By Lisa Cannon Green
A Texas megachurch that celebrated Easter by paying off people’s medical bills may be onto something.
Covenant Church’s $100,000 donation to a nonprofit called RIP Medical Debt helped wipe out more than $10.5 million in medical debt owed by Dallas-area households, according to The Stream.
Debt relief can help meet a serious need for hospital patients. New research shows a hospital stay has long-term financial impact for many Americans—far beyond the cost of the hospital bills.
“On average, people in their 50s who are admitted to the hospital will experience a 20 percent drop in income that persists for years,” the New York Times reports.
The risk of going bankrupt rises with a hospital stay, the Times says—although separate research reported by the Washington Post concludes medical events account for only 4 percent of bankruptcies.
Even if people aren’t left bankrupt, illness or injury may prevent them from returning to a full-time job or the type of work they had done in the past. They may not have paid sick leave or disability coverage.
Amy Finkelstein, an MIT economist and author of a paper about the research, told the New York Times she was surprised: “I hadn’t thought about the idea that even with the best gold-plated, fancy health insurance, you could still have a lot of economic risk.”
RIP Medical Debt, a New York-based charity founded in 2014, buys unpaid medical debt for pennies on the dollar and then forgives it.
“The idea of debt forgiveness goes all the way back to biblical times of a ‘Jubilee,’ when all debts are canceled and all those in bondage are set free,” the group notes on its website.
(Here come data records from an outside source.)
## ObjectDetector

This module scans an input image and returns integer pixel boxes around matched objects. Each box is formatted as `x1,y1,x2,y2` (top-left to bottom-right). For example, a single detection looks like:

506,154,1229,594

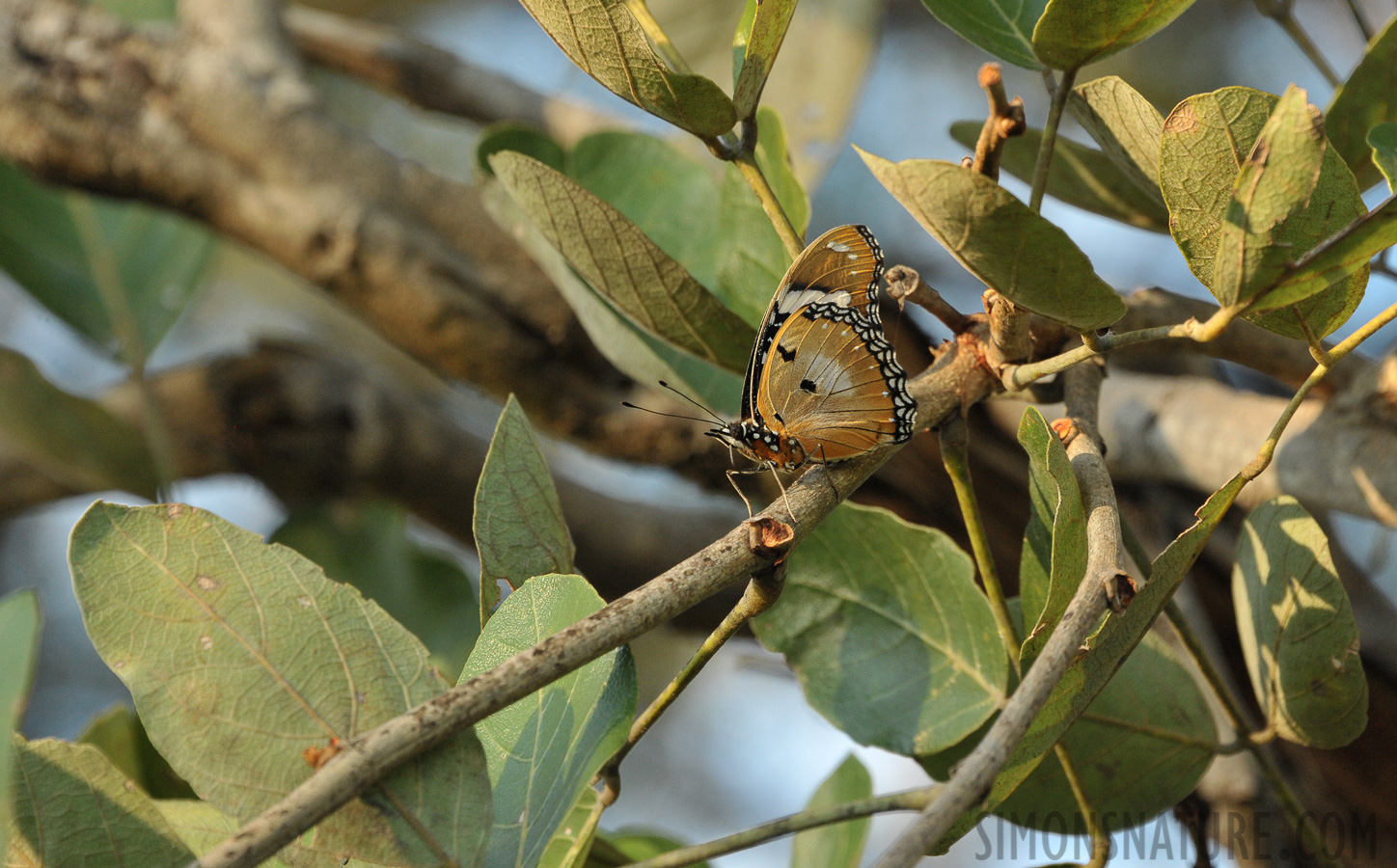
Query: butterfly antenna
620,400,708,424
727,471,752,519
659,380,726,424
Stephen Hayes, pastor of Covenant Church, has personal experience with the issue, he told The Stream. Hayes was hit by a car and seriously injured at 17, and the church helped his family with the medical bills.
“If [local families] fall on hard times, we want to help get them back on their feet as soon as possible,” he told The Stream.
For churches, hospitalizations can be an opportunity to teach generosity and caring to their congregations—not only while a patient is ill but also for the long term.
People who’ve been in the hospital can use help from those around them, and it doesn’t always have to come in the form of dollars and cents.
“Scripture reveals that generosity is not exclusively about money. We are to be generous with all the resources God has given us,” says Art Rainer, author of The Money Challenge: 30 Days of Discovering God’s Design for You and Your Money.
“Teach about the need to be generous with finances—but also teach generosity with homes, hobbies, abilities, and networks.
“Show churchgoers how they can go through life with their hands open, ready to respond when God moves them to give.”